Espinosa de Henares posee un parque inmobiliario de aproximadamente 797 unidades, donde predominan las viviendas unifamiliares y construcciones tradicionales de baja altura. Debido a que gran parte de estas viviendas fueron edificadas antes de la entrada en vigor del Código Técnico de la Edificación de 2006, la calificación energética más frecuente oscila entre las letras E y G. Esto se debe principalmente a la falta de aislamiento térmico en fachadas y a ventanas de vidrio sencillo. En esta zona climática D3, las mejoras más efectivas para subir de letra y reducir el consumo incluyen la instalación de calderas de biomasa o bombas de calor de alta eficiencia, así como el trasdosado interior de muros. Un inmueble con calificación D o C en esta zona se considera muy eficiente comparado con la media local, lo que aumenta significativamente su valor de mercado en portales como Idealista o Fotocasa.

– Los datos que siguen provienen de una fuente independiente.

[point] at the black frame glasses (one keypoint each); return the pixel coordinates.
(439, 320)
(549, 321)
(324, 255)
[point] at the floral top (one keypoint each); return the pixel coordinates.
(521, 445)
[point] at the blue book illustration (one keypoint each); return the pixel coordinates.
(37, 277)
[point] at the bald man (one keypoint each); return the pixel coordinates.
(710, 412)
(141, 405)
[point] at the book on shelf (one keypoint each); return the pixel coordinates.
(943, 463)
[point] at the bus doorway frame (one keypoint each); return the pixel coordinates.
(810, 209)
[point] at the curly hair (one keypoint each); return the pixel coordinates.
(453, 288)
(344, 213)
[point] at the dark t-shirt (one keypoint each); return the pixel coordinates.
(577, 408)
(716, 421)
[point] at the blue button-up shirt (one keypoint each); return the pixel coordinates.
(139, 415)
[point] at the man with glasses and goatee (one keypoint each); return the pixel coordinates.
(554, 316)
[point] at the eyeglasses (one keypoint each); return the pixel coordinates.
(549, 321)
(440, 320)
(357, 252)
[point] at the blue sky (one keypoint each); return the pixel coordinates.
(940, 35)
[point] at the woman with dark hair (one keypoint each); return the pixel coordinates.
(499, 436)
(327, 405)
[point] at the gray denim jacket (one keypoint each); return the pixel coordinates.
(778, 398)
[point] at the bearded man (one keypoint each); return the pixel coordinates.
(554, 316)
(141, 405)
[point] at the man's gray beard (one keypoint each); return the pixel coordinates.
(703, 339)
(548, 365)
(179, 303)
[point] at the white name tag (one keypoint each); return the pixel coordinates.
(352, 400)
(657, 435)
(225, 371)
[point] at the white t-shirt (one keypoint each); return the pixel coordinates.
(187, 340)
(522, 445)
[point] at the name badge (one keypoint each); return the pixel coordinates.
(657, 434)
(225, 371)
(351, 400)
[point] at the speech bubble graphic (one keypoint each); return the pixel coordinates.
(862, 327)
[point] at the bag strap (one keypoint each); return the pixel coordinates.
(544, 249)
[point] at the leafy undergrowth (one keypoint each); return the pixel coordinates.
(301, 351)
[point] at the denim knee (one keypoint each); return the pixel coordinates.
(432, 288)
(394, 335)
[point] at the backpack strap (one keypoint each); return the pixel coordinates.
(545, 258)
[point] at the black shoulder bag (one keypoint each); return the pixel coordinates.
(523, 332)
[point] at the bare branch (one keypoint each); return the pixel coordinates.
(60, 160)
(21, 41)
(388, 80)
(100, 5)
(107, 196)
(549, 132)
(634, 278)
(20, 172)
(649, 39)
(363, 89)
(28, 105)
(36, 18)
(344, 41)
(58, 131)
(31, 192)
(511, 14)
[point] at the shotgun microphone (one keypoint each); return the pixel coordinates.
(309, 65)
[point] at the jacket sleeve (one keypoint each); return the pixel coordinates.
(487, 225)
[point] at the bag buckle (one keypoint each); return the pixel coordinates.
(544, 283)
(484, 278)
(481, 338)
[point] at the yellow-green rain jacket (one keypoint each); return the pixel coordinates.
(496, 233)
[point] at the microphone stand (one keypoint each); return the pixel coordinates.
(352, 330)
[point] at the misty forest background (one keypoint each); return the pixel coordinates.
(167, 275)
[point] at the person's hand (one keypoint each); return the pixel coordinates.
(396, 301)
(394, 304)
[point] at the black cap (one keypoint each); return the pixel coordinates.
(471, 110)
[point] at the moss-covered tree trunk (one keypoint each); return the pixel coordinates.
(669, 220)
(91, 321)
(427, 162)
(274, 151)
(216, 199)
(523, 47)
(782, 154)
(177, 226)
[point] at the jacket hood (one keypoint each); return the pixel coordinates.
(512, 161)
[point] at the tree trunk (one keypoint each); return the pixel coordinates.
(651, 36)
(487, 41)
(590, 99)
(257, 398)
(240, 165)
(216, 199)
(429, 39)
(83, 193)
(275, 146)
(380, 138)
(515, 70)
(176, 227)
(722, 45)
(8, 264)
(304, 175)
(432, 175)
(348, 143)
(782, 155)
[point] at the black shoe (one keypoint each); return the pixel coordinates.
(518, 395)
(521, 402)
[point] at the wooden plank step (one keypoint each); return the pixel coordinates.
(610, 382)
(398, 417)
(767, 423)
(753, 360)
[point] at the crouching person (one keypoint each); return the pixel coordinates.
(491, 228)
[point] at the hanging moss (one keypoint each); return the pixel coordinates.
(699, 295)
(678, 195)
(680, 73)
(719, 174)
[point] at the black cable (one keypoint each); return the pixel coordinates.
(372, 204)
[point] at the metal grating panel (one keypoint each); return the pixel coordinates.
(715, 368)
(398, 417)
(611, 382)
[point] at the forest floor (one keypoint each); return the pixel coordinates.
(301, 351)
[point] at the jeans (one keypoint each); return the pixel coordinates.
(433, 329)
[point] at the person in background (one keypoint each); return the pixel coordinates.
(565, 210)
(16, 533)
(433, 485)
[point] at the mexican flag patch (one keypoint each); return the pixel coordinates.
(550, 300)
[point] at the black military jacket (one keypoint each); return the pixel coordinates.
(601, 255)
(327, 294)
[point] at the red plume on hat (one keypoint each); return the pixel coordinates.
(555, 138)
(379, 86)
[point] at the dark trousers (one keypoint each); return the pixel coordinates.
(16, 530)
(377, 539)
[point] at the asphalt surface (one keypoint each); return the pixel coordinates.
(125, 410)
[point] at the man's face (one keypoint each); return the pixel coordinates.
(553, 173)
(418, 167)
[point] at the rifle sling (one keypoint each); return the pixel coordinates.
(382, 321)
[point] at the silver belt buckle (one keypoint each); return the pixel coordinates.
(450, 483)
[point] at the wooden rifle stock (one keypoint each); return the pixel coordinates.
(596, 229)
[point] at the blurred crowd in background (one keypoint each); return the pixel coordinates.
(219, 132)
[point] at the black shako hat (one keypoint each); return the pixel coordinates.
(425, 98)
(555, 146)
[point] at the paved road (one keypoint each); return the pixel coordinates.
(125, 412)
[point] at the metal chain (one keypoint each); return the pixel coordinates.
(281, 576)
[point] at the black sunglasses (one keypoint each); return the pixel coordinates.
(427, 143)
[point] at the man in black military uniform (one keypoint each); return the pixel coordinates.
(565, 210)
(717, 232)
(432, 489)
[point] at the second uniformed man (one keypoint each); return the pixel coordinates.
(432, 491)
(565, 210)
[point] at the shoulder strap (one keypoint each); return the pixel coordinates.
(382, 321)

La normativa que regula la eficiencia energética en Espinosa de Henares emana del marco estatal del RD 390/2021 y se aplica a nivel autonómico a través del Registro de Certificados de Eficiencia Energética de Castilla-La Mancha, dependiente de la Consejería de Desarrollo Sostenible. Este órgano es el encargado de supervisar la veracidad de los datos y emitir la etiqueta definitiva. La tasa de registro es obligatoria y debe abonarse para que el documento tenga validez legal ante notario. Fuentes oficiales como el IDAE y el Ministerio para la Transición Ecológica recalcan que el certificado tiene una validez máxima de 10 años, excepto si la calificación obtenida es una G, en cuyo caso la validez se reduce a 5 años, obligando a una renovación más frecuente para incentivar la mejora del parque edificado.
La carencia del certificado energético en Espinosa de Henares durante la publicidad, venta o alquiler de un inmueble conlleva sanciones económicas importantes según la Ley 8/2013. Las infracciones leves, como anunciar un piso sin mencionar su calificación, pueden suponer multas de 300 a 600 euros. Las infracciones graves, como vender una propiedad sin entregar el certificado al comprador, ascienden hasta los 1.000 euros, mientras que el falseamiento de datos puede alcanzar los 6.000 euros. En un entorno rural con creciente interés por el alquiler residencial o turístico, las inspecciones de consumo se han intensificado. Además de la multa, la ausencia de este documento permite al comprador o inquilino rescindir el contrato o reclamar una indemnización por daños y perjuicios al no haber sido informado correctamente sobre los costes energéticos de la vivienda.
Al realizar la inspección técnica para el certificado energético en Espinosa de Henares, muchos propietarios aprovechan para gestionar la Inspección Técnica de Edificios (ITE) o el Informe de Evaluación del Edificio (IEE), especialmente en inmuebles que superan los 30 o 50 años de antigüedad según la ordenanza municipal o autonómica. Aunque en Castilla-La Mancha no se exige la cédula de habitabilidad como en otras comunidades, contar con un estudio técnico completo facilita la obtención de subvenciones para la rehabilitación energética de los fondos Next Generation, que requieren obligatoriamente el certificado energético antes y después de la reforma para justificar el ahorro conseguido.